The main one is pride. Pride is, along with stupidity, the main reasons for taking bad decisions. Publify has become a nice open source project, and even though it’s not as popular as it used to be, I was reluctant about handing it over: more than 2000 forks is a lot, and Publify was my actual Githug identity. Writing for a well known newspaper is very different from having a very popular blog under your name. So moving it away from me weaken my online presence from a professional point of view.
The other reason was more subtle. Over the years, I’ve been tempted to stop working on Publify. Developping a blogging platform is soooooo 2002, and I often thought about moving away for something else. I somehow knew that, if I did, the project would probably die, so I kept pushing code here and there when I needed a new feature, or when I was tired of the UI. I recently found a new interest in it as we moved Publify from a simple blogging platform into a more general publishing platform, formally joining the Indiewebcamp community. So far, Publify only supports notes and POSSE to Twitter, but that’s something we want to change after releasing the 7 issues away version 8.0.
But let’s stop talking about myself and the reason why I was so reluctant to let Publify live its own life. The most interesting is still to come: why should every open source project be separated from his owner name?
It makes building a community easier
But when you think about it, they’ve been coding all these years for one purpose: enlarge my
penis Github fame without any other reward than being listed on the README.
That’s not what you call a fair deal.
Moving your open source project to an organization makes the balance right. Everyone contributes to the project, and no one gets all the fame, cash and glory brought by working on an open source project.
It’s also better at attracting contributors even though your software is so so. People will feel the contribute to the project, and they will more likely send patches, open issues, ask and answer questions etc…
It makes your project safer
Like them or not, but Github has made a tremendous work at preventing open source projects from dying.
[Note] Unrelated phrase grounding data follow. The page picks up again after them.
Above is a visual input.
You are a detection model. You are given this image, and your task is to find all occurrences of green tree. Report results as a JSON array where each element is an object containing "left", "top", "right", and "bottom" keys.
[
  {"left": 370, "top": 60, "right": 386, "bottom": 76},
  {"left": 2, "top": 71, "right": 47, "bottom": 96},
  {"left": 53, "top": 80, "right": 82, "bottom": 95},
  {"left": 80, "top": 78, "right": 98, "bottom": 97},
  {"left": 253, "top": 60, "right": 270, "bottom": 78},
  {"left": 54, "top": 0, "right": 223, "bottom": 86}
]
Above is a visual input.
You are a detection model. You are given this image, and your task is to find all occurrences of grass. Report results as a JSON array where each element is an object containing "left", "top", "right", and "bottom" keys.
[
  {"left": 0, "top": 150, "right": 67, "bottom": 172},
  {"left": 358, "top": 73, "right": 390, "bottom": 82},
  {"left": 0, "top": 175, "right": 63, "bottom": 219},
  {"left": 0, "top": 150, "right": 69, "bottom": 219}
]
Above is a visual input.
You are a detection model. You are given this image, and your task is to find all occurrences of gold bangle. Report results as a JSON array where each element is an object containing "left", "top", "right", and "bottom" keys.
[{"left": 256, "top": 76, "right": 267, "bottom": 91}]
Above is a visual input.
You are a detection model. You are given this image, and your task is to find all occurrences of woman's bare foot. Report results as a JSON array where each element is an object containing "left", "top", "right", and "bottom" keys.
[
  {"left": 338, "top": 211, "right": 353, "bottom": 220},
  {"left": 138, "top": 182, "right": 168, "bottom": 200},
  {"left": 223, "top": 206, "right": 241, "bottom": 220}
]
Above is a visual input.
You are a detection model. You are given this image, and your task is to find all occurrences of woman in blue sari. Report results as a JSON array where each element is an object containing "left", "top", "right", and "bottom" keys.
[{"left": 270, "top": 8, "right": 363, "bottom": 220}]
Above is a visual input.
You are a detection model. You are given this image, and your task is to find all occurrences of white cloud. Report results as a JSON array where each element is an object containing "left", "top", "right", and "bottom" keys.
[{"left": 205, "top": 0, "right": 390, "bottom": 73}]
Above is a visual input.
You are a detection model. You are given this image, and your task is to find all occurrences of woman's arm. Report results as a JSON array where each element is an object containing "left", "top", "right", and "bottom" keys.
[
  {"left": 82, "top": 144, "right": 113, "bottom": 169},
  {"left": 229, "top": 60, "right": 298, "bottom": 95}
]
In the past, handing over a project was all but easy. You had to transfer the domain name, the CVS or SVN repository, the Trac database, the mailing list rights etc… Having the project leader leaving was almost certainly a meaning for death, and the only solution was to fork the project and rebuild the community.
As Github gathers everything in one place, it makes handing over easier than ever. It took me 3 clicks to give it to the newly created Publify organization. All the maintainers are organization owners, so if I get hit by a meteorite tomorrow morning, it won’t make a real difference.
Moving your open source project to an organization also makes people feel safer. I’ve been working on Publify for 8 years now. If I decide to quit, the documentation, issues etc… won’t be lost. I think I feel safer about this too.
It makes official side projects easier to identify
If you look at my Github account, I have an insane amount of Typo or Publify related projects. Are they maintained? Are they officially supported? No one can tell, not even myself.
Building an organization makes identifying official side projects easier. What’s under the organization name is official. What’s under the maintainers name is not. Easy.
I guess I’m done with that now. The only advice I can give you if you “own” an open source project is: make an organization as soon as you start having contributors. It will make your project’s life easier, and your life too.